На двух моторах мы быстро дошли до косы, обогнули ее слева, встали на якорь. И тут только Миша заметил на сиденье специальное гнездо, которое я смастерил утром, чтобы он мог вставлять в него рукоять спиннинга и одной рукой крутить катушку. Я думал, опять вспылит, но он ничего не сказал. Размахнулся, забросил, большим пальцем притормозил, поставил удилище в гнездо и попробовал крутить – леска запуталась. Я вытащил «бороду», распутал. Он снова забросил, довольно далеко, стал наматывать леску, метрах в пяти от нас блеснули две серебряные ложки-ставриды, он весь напрягся, вздулись желваки, лицо налилось кровью, рыбины взметнулись в воздух, я вскочил, чтобы поймать их, потому что цеплялись они часто лишь за край губы, но промахнулся, сам чуть в воду не упал, а ставриды, шлепнувшись о борт «Жучки», ушли. На Мишу я боялся посмотреть. Качались молча на волнах. Снова хрипло завизжала его катушка, бултыхнулись в воду грузики. И он вытащил трех ставрид, затем сразу шесть, я тоже стал таскать, клев прерывался ненадолго и начинался вновь, мы стали очки считать, как в баскетболе: двадцать три – двадцать семь, тридцать пять – сорок, пятьдесят два – пятьдесят девять.
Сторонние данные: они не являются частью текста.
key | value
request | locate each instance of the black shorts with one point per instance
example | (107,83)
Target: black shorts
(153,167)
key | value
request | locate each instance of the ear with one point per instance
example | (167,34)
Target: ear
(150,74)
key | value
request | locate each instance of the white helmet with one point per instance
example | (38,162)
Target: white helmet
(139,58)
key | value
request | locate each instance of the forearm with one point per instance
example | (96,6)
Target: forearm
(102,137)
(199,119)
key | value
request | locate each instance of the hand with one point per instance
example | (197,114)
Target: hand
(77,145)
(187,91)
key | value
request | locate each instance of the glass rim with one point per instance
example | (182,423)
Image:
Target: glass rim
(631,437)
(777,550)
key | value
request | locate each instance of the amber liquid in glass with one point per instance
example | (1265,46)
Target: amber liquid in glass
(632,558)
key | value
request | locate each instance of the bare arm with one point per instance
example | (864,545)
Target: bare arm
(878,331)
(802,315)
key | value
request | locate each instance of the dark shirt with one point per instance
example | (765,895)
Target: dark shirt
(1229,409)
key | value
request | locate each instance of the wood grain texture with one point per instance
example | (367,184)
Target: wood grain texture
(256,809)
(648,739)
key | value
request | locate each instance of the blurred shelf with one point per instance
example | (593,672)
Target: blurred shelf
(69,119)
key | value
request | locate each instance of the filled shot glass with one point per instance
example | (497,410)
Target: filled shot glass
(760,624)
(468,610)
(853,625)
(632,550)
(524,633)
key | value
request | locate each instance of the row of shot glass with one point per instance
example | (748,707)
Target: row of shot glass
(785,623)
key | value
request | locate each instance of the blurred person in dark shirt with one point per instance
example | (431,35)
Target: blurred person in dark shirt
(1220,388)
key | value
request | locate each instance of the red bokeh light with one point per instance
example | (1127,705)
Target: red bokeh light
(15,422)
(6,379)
Поглядывая на развевающийся на ветру рукав, я держал в голове, что должен проиграть, но увлекся, когда пошел огромный косяк, и к полудню счет стал семьдесят восемь – шестьдесят четыре в мою пользу. И клев прекратился. Мы еще побросали в разные стороны, но бесполезно.
– Поплыли на косу, – сказал Миша.
– Ловить больше не будем? – спросил я, зная, что Миша не умеет – не умел, во всяком случае – проигрывать. – А то давай южней проверим?
– Спасибо, Эдик.
– За что?
– За то, что в поддавки со мной не играл.
– Пожалуйста, – сказал я.
На песчаной косе он стянул с себя джинсы и рубаху, остался в плавках. Лежа на животе, я смотрел на море, на чаек. Прошло минут десять.
– А ты – девочек возьмем, – сказал Миша тихим, равнодушным голосом. – Сам боишься на меня взглянуть.
Я повернулся. Руки не было по самое плечо.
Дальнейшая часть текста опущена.